I queried at that second meeting if the training could happen at an earlier in service day, in October, and was told there are other priorities. I fully understand the demands placed on our teachers but at the same time I question if there is a real commitment to inclusivity for our trans youth if the relevant training for staff is not prioritised.

The initial 3 weeks or so of school I drove R to school, just to ensure they attended. That first day resulted in a panic attack and crying in the car at the idea of just entering the building. Things have gradually improved but not because of any action by school, rather R has dealt with the anxiety because they know they need to go to school.

As a mum this has been immensely difficult. The things I have dealt with include, having my child begging to be home schooled, asking why they are being misgendered, why this is all so difficult/complicated, and despite my best efforts R knows exactly how far we have had to take things (i.e. to the level of a formal complaint) and how it might affect how they are treated in school.

I ask myself on a daily basis why life needs to be so difficult for R, and for me. I ask myself why I need to fight for the things my child has a right to, like a safe and accepting environment to learn in.

R has excelled academically, and I feel we have done all we can to ensure there are no barriers to their continued academic achievements, but R still feels uncomfortable in an environment where they are not fully supported.

I did all possible before taking things to the next level, and even when I did take it to that next level, only so the school might be given more resources to enable them to do what they are willing and want to do. I fully believe that our issues are not due to school not being willing/wanting to support R or any other trans youth (and there are other trans youth in the school who are not out) but due to a lack of resources.

The result is that R is unhappy at school, while loving learning and achieving academically.

Why oh why do I continually face battles to achieve the basic rights my child has?

The road to blockers

It’s been a long and bumpy road but we finally got there!

In September 2016 we self-referred to Sandyford GIC. At the time the waiting time was 9 to 12 months but we had our first appointment at the end of April. This was the first of three assessment appointments with a psychologist, all six weeks apart.

That first appointment covered family history, how R identifies and what we were hoping for from the process. The second appointment delved into when R was first aware that their gender identity varied from their sex and what else was happening in their life at that time. The third appointment was really a summary of everything that was previously discussed and what the plan for going forward was. At this stage, the referral to an endocrinologist for puberty blockers was sent.

We were anticipating a wait of a couple of months but then I got a call earlier this week offering an appointment for Friday! I was very excited, as I knew R was so keen to get blockers but I was nervous because R is also terrified of needles. I can’t speak for R but I think their feelings were just as mixed – happy at the prospect of halting all the development which causes such distress, but scared about having to get an injection.

We went off to the appointment on Friday both feeling a little apprehensive.

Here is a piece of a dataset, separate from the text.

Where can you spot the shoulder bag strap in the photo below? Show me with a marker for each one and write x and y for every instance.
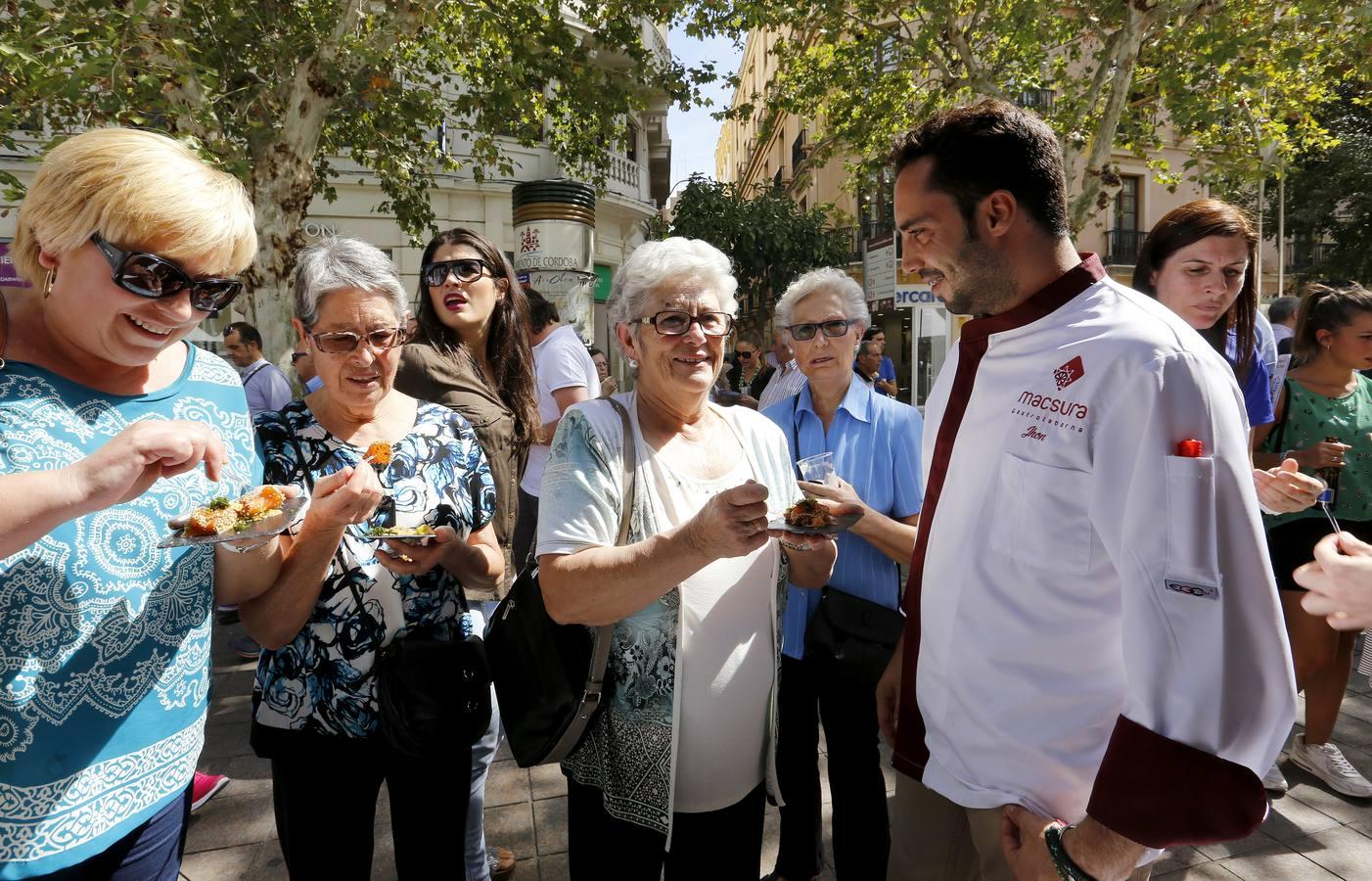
(4, 328)
(254, 374)
(628, 461)
(1279, 431)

The endocrinologist explained how the blockers would work and that after a withdrawal bleed periods would stop completely and breasts would not grow at all (in fact there is a small chance some of the growth can reverse). During this time I could feel R getting more and more anxious about things and I was getting worried about how this was going to go.

The nurse came in, R moved over to the bed and that’s when it all started to go wrong…. We ended up taking a few minutes outside to let R calm down and talk it through.

Off we went back to the nurse, and after some panic and more than a few tears it finally happened! The injection is a pretty sore one apparently, but it last less than 5 seconds and R was so proud of themselves.

Hopefully now R is on blockers the dysphoria will decrease but we will have to wait and see.